DDT
A powerful insect-killing chemical that harms the environment.
DDT is a powerful chemical pesticide that was once widely used to kill insects, especially mosquitoes that spread diseases like malaria and typhus. The letters stand for dichloro-diphenyl-trichloroethane, which scientists mercifully shortened because nobody wanted to say that whole name every time.
During World War II and the decades after, DDT seemed like a miracle solution. It saved millions of lives by wiping out disease-carrying mosquitoes in areas where malaria killed huge numbers of people. Farmers also sprayed it on crops to protect them from destructive insects.

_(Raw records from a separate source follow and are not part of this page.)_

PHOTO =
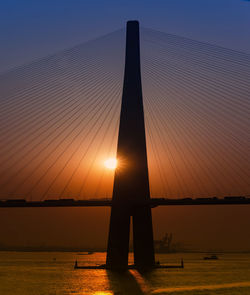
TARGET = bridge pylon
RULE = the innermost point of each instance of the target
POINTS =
(131, 182)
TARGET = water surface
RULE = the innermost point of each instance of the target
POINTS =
(40, 273)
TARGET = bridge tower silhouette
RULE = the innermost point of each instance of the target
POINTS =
(131, 182)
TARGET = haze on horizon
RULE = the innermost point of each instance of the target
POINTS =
(203, 228)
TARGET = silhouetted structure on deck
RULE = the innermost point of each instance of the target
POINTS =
(131, 181)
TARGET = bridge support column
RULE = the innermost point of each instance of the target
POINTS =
(131, 183)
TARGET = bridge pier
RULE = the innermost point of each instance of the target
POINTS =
(131, 183)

For a while, DDT was considered one of humanity's greatest weapons against both disease and hunger.
The problem emerged when scientists discovered that DDT doesn't break down easily in nature. It builds up in the environment, moving from insects to fish to birds to other animals. Birds that ate contaminated fish started laying eggs with shells so thin they’d crack before the babies could hatch. By the 1960s, some bird species were disappearing. Rachel Carson's famous book Silent Spring exposed these dangers and sparked the modern environmental movement.
Today, most countries have banned or severely restricted DDT use, though some still allow limited spraying inside homes to fight malaria where the disease remains deadly. DDT became a turning point in how humans think about chemicals: just because something solves one problem doesn't mean it won't create others.